During TPD treatment a significant increase of serum DKK1 was observed, confirming the results we observed in osteoporotic subjects after the first year of treatment [16]. Here, the effect of TPD treatment on DKK1 levels seems to be slightly more precocious, becoming statistically significant as early as after 6 months of therapy. This increase is positively correlated with elevation of bone formation markers, namely, bAP and P1NP, but not with the increase in a bone resorption marker such as CTX. This suggests that chronic stimulation of osteoblasts by a PTH analogue might trigger a homeostatic reaction, with oversecretion of DKK1 and consequent damping of the TPD effects.

The BMD changes were considerably lower than those reported in postmenopausal osteoporosis after 18 months of therapy with TPD: +3.5 versus +9–10 % at the spine reported in the pivotal trial in postmenopausal osteoporosis [21]. It has been reported that the BMD increase induced by TPD treatment might be somewhat less robust for patients previously treated with bisphosphonates [22], but the changes observed in postmenopausal osteoporosis previously treated with bisphosphonates [23] are still considerably higher than those seen here. This point remains to be clarified, even though we cannot exclude that our results might have been influenced by the small number of patients included in the study. Together with its uncontrolled nature, this remains the main limitation of the study. However, it should be pointed out that a trial with TPD in growing individuals was not considered at the time acceptable by our regulatory authorities for the oncological risk and that before commencing this study TPD could not be offered as a first-line therapy in postmenopausal type I OI.

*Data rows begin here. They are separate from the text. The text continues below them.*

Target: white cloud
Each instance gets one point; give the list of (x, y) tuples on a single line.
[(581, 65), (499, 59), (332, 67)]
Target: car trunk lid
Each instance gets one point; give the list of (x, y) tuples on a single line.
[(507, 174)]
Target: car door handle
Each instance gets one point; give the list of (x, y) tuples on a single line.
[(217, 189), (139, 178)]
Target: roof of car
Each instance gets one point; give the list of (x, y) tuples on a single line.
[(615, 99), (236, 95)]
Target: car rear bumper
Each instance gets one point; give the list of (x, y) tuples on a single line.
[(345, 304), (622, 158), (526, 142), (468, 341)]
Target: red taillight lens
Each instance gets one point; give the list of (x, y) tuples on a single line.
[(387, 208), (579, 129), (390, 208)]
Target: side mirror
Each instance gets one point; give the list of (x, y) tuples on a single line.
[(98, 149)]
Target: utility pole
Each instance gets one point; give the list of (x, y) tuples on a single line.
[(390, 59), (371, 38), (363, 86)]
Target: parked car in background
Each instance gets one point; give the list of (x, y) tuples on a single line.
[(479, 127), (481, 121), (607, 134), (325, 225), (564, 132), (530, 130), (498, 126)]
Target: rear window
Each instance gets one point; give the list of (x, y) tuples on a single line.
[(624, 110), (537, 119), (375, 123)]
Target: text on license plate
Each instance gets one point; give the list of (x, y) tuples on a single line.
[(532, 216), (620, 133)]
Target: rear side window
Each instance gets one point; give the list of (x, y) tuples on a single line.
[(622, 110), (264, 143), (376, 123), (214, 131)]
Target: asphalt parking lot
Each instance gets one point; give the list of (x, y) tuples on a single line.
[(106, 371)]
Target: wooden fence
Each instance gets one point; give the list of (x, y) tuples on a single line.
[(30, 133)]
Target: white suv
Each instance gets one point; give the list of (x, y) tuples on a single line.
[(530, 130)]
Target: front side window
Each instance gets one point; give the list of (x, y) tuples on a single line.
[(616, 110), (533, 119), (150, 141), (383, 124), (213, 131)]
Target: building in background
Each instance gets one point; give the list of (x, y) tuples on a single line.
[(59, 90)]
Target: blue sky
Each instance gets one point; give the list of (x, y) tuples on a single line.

In conclusion, we have observed that treatment of type I OI with TPD is associated with a remarkable response in P1NP and other markers of bone turnover. This suggests a normal bone response in this disease characterized by an inadequate osteoblast production of collagen type 1. The observed increases in BMD are somewhat lower than those seen in postmenopausal or senile osteoporosis. A larger number of treatment-naive patients are needed before drawing any conclusions, but the results of this pilot study open the possibility to develop TPD for the treatment of adult type I OI. Bisphosphonates remain the first-line treatment in OI, but the results of this study open a new option in those patients with type I OI in whom the positive effects of bisphosphonate treatment appear to be clinically suboptimal. A major limitation of our study is its uncontrolled nature. For the lack of a control group, a properly designed controlled study remains warranted.